In a similar solidarity message from the US Campaign to End the Israeli Occupation they report, "While the scope of civilian casualties in today's attacks [Dec 27] is not yet clear, it is unmistakable that Israel carried out these attacks with F-16 fighter jets and missiles provided by the taxpayers of this country. From 2001-2006, the United States transferred to Israel more than $200 million worth of spare parts to fly its fleet of F16's. In July 2008, the United States gave Israel 186 million gallons of JP-8 aviation jet fuel. Last year, the United States signed a $1.3 billion contract with Raytheon to transfer to Israel thousands of TOW, Hellfire, and 'bunker buster' missiles."

One could say it's not even a fair fight. It comes as no surprise that Hamas, elected by the Palestinian people and never "accepted" by Israel or the US, feels they must defend their people as they are essentially being starved to death and their culture driven into the dust. Again the US Campaign describes it well when they say, "These Israeli attacks come on top of a brutal siege of the Gaza Strip, which has created a humanitarian catastrophe of dire proportions for Gaza's 1.5 million Palestinian residents by restricting the provision of food, fuel, medicine, electricity, and other necessities of life."

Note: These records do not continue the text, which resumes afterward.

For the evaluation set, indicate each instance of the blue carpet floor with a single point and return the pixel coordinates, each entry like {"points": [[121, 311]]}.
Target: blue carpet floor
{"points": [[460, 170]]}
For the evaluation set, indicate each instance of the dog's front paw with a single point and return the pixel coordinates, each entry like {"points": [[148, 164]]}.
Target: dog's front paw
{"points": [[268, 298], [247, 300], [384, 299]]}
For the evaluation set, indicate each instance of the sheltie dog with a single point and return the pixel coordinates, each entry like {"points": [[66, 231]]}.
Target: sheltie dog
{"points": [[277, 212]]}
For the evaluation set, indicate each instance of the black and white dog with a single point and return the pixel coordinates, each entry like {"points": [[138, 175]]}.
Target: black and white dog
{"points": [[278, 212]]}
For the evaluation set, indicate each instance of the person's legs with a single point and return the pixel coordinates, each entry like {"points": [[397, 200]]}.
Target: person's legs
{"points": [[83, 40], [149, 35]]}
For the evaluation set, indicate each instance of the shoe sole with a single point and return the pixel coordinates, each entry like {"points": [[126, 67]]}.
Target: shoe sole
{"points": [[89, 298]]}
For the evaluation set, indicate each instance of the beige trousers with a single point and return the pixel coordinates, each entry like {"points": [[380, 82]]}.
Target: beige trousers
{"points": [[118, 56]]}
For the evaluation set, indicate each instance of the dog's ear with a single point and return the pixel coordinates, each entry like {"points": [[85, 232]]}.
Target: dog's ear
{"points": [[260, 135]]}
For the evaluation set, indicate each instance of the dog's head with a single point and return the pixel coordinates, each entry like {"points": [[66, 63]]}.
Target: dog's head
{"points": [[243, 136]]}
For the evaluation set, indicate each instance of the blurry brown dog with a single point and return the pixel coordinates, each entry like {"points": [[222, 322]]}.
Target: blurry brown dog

The Bush response is to tell Israel not to attack civilians but this is totally disingenuous. The US cares nothing about the Palestinian people and never has.

We are told that the in-coming Obama administration can't comment because "we only have one president at a time" but the Washington Post reports this morning that the president-elect has voiced sympathy for Israel's "predicament". During his visit to Israel last summer, he held a news conference in Sderot, the southern town that has borne the brunt of the Gaza rocket attacks, saying he does not "think any country would find it acceptable to have missiles raining down on the heads of their citizens."

Should the Palestinians find it acceptable to have their land stolen, a huge wall built, with US financial support, separating their remaining broken bits of lands and olive groves, and live under a constant state of siege from a militaristic state fully backed by the US military industrial complex?

I cannot imagine Obama having any chance of changing the Palestinian-Israeli dynamic as long as he remains a captive of AIPAC and the US weapons industry.